Several days ago, I went in search of Hawaii - it's past I mean - modern Hawaii wears its history on short Aloha shirt sleeves - I traveled to one of the few active archeological sites on Oahu with a restored heiau (temple).
Temple always meant to me something imposing in which everyone stood in awe. The heiau at Waimea Bay, site of a once thriving Hawaiian settlement, was awesome but not in an imposing way, rather in a supposing way. The stone tiers upon which the temple area is built were restored just enough for a visitor like me to imagine what it must have felt like standing there and, if permitted, walking up the tier steps to meet with the high priest in the maybe 40 x 40 foot temple central area. There are a few carved tiki's, though 800 years ago the place would likely have bristled with them to warn people of the sacredness of the area - that to enter was to place their life in jeopardy. There is a restored stone altar and behind it a devination platform. To one side a small stick and grass lean-to shelter I could imagine a drummer and chanter sitting in, and across from the altar, a maybe 4 x 12 foot stick and grass house for the high priest, the structure being just large enough for four adults to sit crosslegged on a grass mat within.

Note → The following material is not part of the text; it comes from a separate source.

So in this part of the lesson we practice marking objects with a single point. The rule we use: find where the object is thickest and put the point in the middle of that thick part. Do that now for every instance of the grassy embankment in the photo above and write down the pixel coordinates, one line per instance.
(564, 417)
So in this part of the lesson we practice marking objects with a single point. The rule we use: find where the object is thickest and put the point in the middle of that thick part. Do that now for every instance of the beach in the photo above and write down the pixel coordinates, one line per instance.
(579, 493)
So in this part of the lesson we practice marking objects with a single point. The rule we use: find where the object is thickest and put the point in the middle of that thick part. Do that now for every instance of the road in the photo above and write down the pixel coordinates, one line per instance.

This was a site dedicated to Lono, the god of agriculture, who left the islands centuries past, promising to return on a white island - the same Lono Hawaiians mistook Captain Cook for when they first saw and took his billowing white sails as a sign of Lono. This small heiau was not luakini-class, that was not one within which humans were routinely offered as a sacrifice. The awe that the heiau inspired did not come from a dark or violent history, but from it being a place of individua
l enlightenment and divination. My next journey is to visit the Big Island (Hawaii) to visit Pu'uhonua o Honaunau - an ancient place of refuge, a religious
sanctuary and site of repurification for personal errors or transgressions against customs, rituals, tabus or gods. It is said that each island had two and that if a transgressor could but get to it, scale the walls and entreat the high priest inside without being killed, complete forgivenness could be attained. We have jails, the ancient Hawaiians had swift justice or the places of refuge. Which is really more civilized I wonder.